It certainly was a pleasant surprise that evening when my friends dropped by my house to give me these…
What? It’s the Dragon Boat Festival (端午节[duān wǔ jié]) already? That’s the time every year when we will eat these chang/zongzi (meat dumplings) but these days, they are available all year round so one can enjoy them anytime, no need to wait for the festival to come around.
Theirs is the Chinese or what we call Hokkien chang…
…not the nyonya ones that my dear friend, Richard, would make and give me every year. My mum loved his a lot so I would always give her a few from the ones that I got – in fact, Richard, always so very considerate, would set aside some specially for my mum. Sadly, she would not be around anymore this year to enjoy those – if Richard will be making any and giving me some, that is.
Needless to say, these own home-made ones would be heaps nicer than those sold in the town. Those may taste all right but other than being rather expensive these days, the meat filling is hardly visible to the naked eye. When one makes one’s own at home, one can add chunks of meat…
…according to one’s heart’s desire and one has the prerogative, like my friend’s health-conscious missus who made these, to use only lean meat. I sure do not mind a bit of fat though – it makes the chang more oily and somewhat nicer and for those of you who are shuddering at the mere thought of eating pork fat, perhaps you should read this article – it is not as bad as you think. As a matter of fact, it is ranked among the Top 10 most nutritious foods, believe it or not.
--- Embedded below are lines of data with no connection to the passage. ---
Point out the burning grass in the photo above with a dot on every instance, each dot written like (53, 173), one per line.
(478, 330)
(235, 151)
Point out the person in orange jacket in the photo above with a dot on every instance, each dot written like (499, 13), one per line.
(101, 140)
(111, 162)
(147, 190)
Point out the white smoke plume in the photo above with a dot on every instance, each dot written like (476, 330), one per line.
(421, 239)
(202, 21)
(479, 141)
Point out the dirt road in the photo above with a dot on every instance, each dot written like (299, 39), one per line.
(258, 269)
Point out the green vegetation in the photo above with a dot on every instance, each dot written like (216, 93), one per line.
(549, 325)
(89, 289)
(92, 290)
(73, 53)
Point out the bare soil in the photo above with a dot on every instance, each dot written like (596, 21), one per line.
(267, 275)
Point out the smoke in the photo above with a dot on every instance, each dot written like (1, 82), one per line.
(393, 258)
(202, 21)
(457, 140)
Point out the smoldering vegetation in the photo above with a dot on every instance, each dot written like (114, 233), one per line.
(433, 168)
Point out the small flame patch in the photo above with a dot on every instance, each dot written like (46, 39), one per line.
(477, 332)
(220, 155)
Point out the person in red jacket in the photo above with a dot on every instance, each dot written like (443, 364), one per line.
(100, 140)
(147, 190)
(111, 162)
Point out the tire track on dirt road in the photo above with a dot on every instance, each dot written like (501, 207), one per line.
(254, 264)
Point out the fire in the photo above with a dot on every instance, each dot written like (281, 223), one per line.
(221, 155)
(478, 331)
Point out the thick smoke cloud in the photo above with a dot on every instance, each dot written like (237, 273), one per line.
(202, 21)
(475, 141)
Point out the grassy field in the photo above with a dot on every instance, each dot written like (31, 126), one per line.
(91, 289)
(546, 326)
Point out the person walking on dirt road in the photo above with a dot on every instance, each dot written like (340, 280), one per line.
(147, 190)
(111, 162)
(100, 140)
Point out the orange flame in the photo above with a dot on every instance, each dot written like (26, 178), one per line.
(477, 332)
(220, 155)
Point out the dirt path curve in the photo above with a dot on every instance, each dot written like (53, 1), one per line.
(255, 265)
There is a bit of shitake mushroom inside too and I could taste the delightful taste of hay bee (dried prawns) and true enough, I spotted one…
…in the dumpling. Don’t ever dream of finding anything of the sort in those commercially-sold ones.
I also love it when there is chestnut…
…inside and also one salted egg yolk but no, my friend did not add that.
The last time I bought one of those sold at the shops, I could detect the salted egg yolk taste but no, I could not see any evidence of its presence in the dumpling…and mind you, the ones with salted egg yolks cost a bomb! Needless to say, you would not catch me buying any anymore, never ever.
For one thing, I’ve noticed that these days, a lot of people here are using nylon strings to tie their chang and I am not too sure what harm that may cause to one’s health. From what I’ve heard, this traditional dried grass breaks easily so it is quite tedious to use but unfortunately, we all know that plastic is bad when used to serve hot food so imagine, these strings being boiled for such a long time while one is cooking the chang.
I googled to check the date and I found out that the Dragon Boat Festival will be on the 18th of June this year, three days after Hari Raya Aidilifitri, tentatively expected to fall on the 15th instant. It is not too soon actually – we are already into the 2nd week of Ramadan and soon the fasting month will come to an end and right after the Hari Raya festivities, the Chinese will be celebrating this festival so if you intend to make your own chang…
…perhaps you should get down to it soon. Thank you so much to my thoughtful and generous friends for giving me some of theirs – I sure enjoyed them very much…and if there is anyone else who would like to let me try the fruits of their labour, rest assured that I would welcome them eagerly with my two hands wide open. LOL!!!
7 thoughts on “Not too soon…”
I just don’t like people using nylon string to tie their bak changs. I avoid buying from them no matter how nice. I prefer bak chang with lean meat only. Your friend’s bak chang really looks very nice.
Same thing with some people still using polystyrene containers. All that talk about change but they are not in the least willing to change and get rid of all those bad habits and practices.
I love the nonya changs, but good ones are hard to find.
I know my brother gets them from some place in Katong everytime he stops by Singapore on his way back to Sibu.
That could be the shop called Glory. But since my mother’s passing, I hardly go to Singapore any more.
Dunno the name. I guess since both my parents are no longer around, he will not be coming back this way again either.
ooo, i didn’t realise it’s coming up to the chang season already … i guess it can be kinda a double celebration, aidilfitri and dragon boat festival … even though they’re not directly connected, they both involve tasty food, including rice stuffed in leaves, heh
Actually, in Malay, they call chang ketupat – they do not have ketupat babi but they have ketupat daging (chicken) and ketupat kacang (red bean) and yes, they can wrap those changs very well, so small, perfect cones. Puts me to shame!
I don’t buy dumpling (Bak Chang) outside, as my MIL makes and sells Bak Chang during the festival.
I love those puffs and tarts in your previous post so much. I just can’t resist them.
Lucky you! Yes, my MIL used to make a lot and give to us too so we never made and that was why my missus never bothered to learn how to do it but my MIL had passed away. Sigh!!! I love those tarts too, just that I do not buy them to eat all that often – all the rest in the house are not fans of those plus they are not gluten-free. My girl cannot eat.
Already? Time flies doesn’t it? My aunt’s homemade chung is the best to me. I helped her once and I doubt if I ever make chung on my own. So much work involved!
It does not seem like a lot more work than a lot of things but it does need time and a very special skill. Sad that if the tradition is lost, one loses one’s culture and identity too. I am guilty as charged – wish I had learnt how to do it from my mum when she used to make it in my younger days.